Earlier than you refactor your serving stack, run by way of these 5 checks. They take ten minutes and can prevent from both over-engineering a easy deployment or under-investing in one which’s bleeding cash.

1. Measure your prefill-to-decode time ratio. Run /standing or equal monitoring in your present deployment and file what share of wall-clock GPU time is spent in every part. If decode accounts for lower than 70% of request period, your workload is prefill-heavy and disaggregation has a smaller utilization payoff. If decode is 85%+ of wall time, you’re paying for idle tensor cores a lot of the day.

2. Calculate your KV-cache switch dimension utilizing the method above. If it exceeds 500 MB per request and your community is below 100 Gbps, the switch latency will eat into your TTFT price range. Run the numbers in your precise mannequin and median immediate size, not for a theoretical worst case.

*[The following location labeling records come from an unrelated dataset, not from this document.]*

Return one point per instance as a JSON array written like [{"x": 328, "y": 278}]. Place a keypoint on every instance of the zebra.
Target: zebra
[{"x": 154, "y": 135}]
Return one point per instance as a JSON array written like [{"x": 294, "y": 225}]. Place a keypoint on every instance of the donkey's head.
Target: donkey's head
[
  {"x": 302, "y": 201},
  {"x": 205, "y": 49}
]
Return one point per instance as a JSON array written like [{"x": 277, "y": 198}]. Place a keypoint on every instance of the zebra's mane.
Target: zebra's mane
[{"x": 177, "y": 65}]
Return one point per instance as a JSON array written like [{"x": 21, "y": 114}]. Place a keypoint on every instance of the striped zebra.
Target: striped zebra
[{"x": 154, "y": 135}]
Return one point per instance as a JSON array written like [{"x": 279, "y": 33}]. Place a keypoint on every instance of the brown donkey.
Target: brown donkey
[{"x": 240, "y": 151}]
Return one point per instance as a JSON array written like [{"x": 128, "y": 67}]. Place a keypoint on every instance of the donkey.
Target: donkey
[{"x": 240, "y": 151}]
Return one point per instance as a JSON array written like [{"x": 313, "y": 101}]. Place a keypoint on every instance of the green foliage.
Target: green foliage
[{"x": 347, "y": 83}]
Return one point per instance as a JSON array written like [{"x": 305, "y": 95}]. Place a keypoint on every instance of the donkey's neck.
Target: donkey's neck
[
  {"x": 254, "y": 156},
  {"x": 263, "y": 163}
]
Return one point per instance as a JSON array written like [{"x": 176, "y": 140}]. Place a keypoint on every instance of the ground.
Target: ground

3. Verify your prefix cache hit charge. If you happen to’re operating agentic or multi-turn workloads with shared system prompts, measure how usually the decode employee already holds a usable KV-cache from a earlier flip. Hit charges above 80% scale back the worth of a separate prefill pool as a result of most prefill work is already skipped.

4. Rely your GPUs. Beneath ~16 GPUs, the scheduling overhead of sustaining two swimming pools sometimes exceeds the utilization achieve. Above 32 GPUs with sustained site visitors, the price financial savings from right-sized {hardware} begin to compound.

5. Audit your community. Verify whether or not your nodes have RDMA-capable NICs (EFA on AWS, ConnectX on naked steel) and what bandwidth they assist. If you happen to’re restricted to TCP, disaggregation can nonetheless work for long-context workloads, however the switch latency can be greater than the numbers on this article assume.

If checks 1, 4, and 5 all come again favorable, disaggregation will nearly definitely scale back your per-token serving price. Begin with vLLM’s built-in disaggregated prefilling mode, measure the influence on TTFT and ITL, and scale from there.

What comes subsequent

Most disaggregated deployments at this time nonetheless use the identical GPU mannequin for each swimming pools. The SPAD analysis from UT Austin and NVIDIA’s personal roadmap recommend that purpose-built prefill and decode silicon is coming. Within the meantime, the sensible model is utilizing completely different cloud occasion varieties: compute-optimized for prefill, memory-optimized for decode. Moonshot AI’s Mooncake structure goes additional, utilizing CPU DRAM and SSDs as overflow tiers for KV-cache storage, conserving GPU HBM free for lively decoding.

The Hao AI Lab referred to as disaggregation “the defining precept of the trendy inference stack” of their November 2025 retrospective. Eighteen months from analysis paper to manufacturing default at Perplexity, Meta, and NVIDIA is quick, even by ML infrastructure requirements. The groups who plan for it now, with correct capability modeling and community design, will spend much less when site visitors scales than those who undertake it reactively.